Furthermore, under Pennsylvania law, punitive damages are an “extreme remedy available in only the most exceptional matters.” Phillips v. Cricket Lighters, 584 Pa. 179, 883 A.2d 439, 445 (2005) (internal quotation marks removed). Punitive damages are not awarded to compensate the plaintiff but are intended to punish the defendant for egregious behavior and are only available “when the plaintiff has established that the defendant has acted in an outrageous fashion due to either the defendant's evil motive or his reckless indifference to the rights of others.” Id. at 445 (internal quotation marks removed). A showing of mere negligence or even gross negligence is insufficient for an award of punitive damages.

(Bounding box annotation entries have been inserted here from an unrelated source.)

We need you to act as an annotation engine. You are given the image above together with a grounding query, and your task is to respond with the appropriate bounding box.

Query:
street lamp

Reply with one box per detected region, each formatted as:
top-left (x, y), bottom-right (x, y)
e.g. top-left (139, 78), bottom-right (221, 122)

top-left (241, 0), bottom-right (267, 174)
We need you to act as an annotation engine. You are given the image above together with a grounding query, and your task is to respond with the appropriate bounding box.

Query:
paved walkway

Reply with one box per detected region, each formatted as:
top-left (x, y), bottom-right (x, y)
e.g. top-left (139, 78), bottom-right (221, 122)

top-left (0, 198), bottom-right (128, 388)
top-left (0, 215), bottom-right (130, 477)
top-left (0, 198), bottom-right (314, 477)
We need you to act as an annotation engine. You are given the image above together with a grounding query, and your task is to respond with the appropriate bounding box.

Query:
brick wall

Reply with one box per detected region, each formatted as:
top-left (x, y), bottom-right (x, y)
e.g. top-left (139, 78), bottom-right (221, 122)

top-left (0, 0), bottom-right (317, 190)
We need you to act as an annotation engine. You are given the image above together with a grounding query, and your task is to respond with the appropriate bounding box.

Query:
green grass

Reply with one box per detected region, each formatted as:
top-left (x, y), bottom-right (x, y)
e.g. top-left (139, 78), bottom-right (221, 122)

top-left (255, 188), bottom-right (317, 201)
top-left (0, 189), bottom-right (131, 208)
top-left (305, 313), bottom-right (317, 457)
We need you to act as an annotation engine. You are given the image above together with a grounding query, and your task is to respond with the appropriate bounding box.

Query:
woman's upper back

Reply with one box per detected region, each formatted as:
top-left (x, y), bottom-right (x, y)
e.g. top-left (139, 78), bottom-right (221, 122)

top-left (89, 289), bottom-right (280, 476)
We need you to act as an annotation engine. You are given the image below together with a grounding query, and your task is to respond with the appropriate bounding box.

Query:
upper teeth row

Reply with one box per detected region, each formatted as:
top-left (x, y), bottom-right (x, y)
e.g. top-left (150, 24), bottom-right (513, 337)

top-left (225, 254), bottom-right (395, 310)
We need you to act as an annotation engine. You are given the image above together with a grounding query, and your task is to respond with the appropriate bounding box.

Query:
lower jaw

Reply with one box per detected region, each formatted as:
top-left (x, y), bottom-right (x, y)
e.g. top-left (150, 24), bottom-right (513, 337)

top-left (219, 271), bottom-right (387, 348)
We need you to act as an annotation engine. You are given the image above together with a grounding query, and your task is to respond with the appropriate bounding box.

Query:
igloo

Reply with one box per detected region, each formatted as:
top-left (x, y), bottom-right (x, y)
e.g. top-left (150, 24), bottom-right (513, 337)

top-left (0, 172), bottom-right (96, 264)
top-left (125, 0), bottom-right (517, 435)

Id. at 445–46 Rather, a plaintiff must show “the defendant's acts amounted to intentional, willful, wanton or reckless conduct.” Id. at 446 (internal quotation marks removed).
Plaintiff does not allege facts that, if proven, show Defendant acted in an outrageous fashion and with a willful disregard of Plaintiff's rights. Plaintiff alleges harm from the malfunction of a prescription medical device and fails to muster any facts indicating that Defendant acted with reckless indifference to Plaintiff's rights. Therefore, the Court will dismiss Count IX. See Saltzman v. TD Bank, No. 10–3265, 2011 WL 1193112, at *8–9 (E.D.Pa. Mar. 29, 2011) (dismissing claim for punitive damages when plaintiff failed to allege outrageous conduct).
V. CONCLUSION
For the foregoing reasons, the Court will grant the motion to dismiss and dismiss Counts I–VII and IX. The case shall proceed against Defendant on Count VIII (negligence) only. An appropriate order will follow.